Thousands of years ago there was a conflict between they who were called the Pandava and they who were called the Kaurava. One person cannot quarrel with himself. A quarrel or conflict means between two forces and a union means between two forces. Without this division there is no conflict – and no union! We are told that the Pandava had chosen lord Krishna to be on their side, not to fight on their side – Krishna was merely driver of an armoured car.

What has this to do with us? Is the Bhagavad Gita relevant to us? If it is not we are wasting our time, or, what is even worse, we might misinterpret the message.

It has a relevance to us because there is ongoing conflict in us. When you are not in conflict with anybody here, you experience conflict within when you recognise that experience is division, division means conflict; there is a division between the idea you have of what you should be and the knowledge you have of what you are. Is it possible for you to observe this division either arising or existing in you all the time?

The conflict (and its resolution) implies two forces. If in reality you are split into two forces, you cannot become reconciled. You cannot find this union within yourself unless you ‘die’ – then you (‘I’) do not exist! The entire Bhagavad Gita is an investigation into the question: ‘Is this split real?’ You experience this split, there seems to be this inner conflict.

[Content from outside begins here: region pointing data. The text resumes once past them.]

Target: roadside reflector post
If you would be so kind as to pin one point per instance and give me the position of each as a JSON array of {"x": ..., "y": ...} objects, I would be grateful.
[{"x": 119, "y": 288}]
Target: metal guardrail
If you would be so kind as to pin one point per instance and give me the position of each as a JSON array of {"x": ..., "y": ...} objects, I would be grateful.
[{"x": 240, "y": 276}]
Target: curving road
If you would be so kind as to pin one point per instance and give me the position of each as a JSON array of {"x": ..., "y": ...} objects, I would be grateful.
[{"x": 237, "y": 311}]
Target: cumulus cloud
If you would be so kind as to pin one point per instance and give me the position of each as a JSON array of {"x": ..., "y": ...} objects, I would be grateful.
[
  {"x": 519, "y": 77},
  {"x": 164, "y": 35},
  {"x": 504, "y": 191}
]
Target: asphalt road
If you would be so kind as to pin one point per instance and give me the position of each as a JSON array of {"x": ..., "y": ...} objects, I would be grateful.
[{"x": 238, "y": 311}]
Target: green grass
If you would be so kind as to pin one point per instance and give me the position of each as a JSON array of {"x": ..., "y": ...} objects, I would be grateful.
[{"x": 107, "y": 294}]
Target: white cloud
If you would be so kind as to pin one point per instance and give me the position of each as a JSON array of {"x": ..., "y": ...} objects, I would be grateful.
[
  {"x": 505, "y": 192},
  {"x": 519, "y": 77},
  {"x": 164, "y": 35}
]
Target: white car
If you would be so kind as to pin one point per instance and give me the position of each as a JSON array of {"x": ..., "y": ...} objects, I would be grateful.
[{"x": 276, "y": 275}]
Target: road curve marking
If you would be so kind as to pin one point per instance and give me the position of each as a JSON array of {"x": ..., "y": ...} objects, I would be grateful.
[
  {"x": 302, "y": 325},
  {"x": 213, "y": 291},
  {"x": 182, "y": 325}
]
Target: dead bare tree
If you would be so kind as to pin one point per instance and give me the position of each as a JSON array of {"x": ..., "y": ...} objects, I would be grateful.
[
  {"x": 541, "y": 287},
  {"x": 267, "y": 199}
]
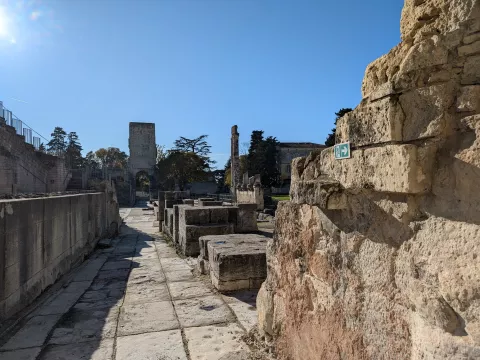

You cannot attempt reconciliation, a union, because any attempt at bringing it about pre-supposes a division. Therefore the scripture tries to divert your attention from either accepting or rejecting this division, and introduces a third approach – vicara, investigation. Instead of assuming that there is a division and that division must inevitably lead to conflict, is it possible to look into it? That is what Krishna tells Arjuna. And that is what is relevant to us in the daily battle of our lives. The reason why, perhaps, Krishna chose the battlefield to deliver this message!

There are apparently two contradictory schools of thought – one saying that you must love your neighbour, and the other saying you are your neighbour. If you are your neighbour, why should you love your neighbour? As long as the division lasts and until this knowledge or experience of oneness arises, it is better to love him than to fight with him. Two things are possible when there is a division – you can love or you can hate. When the division has gone you will know what love really is.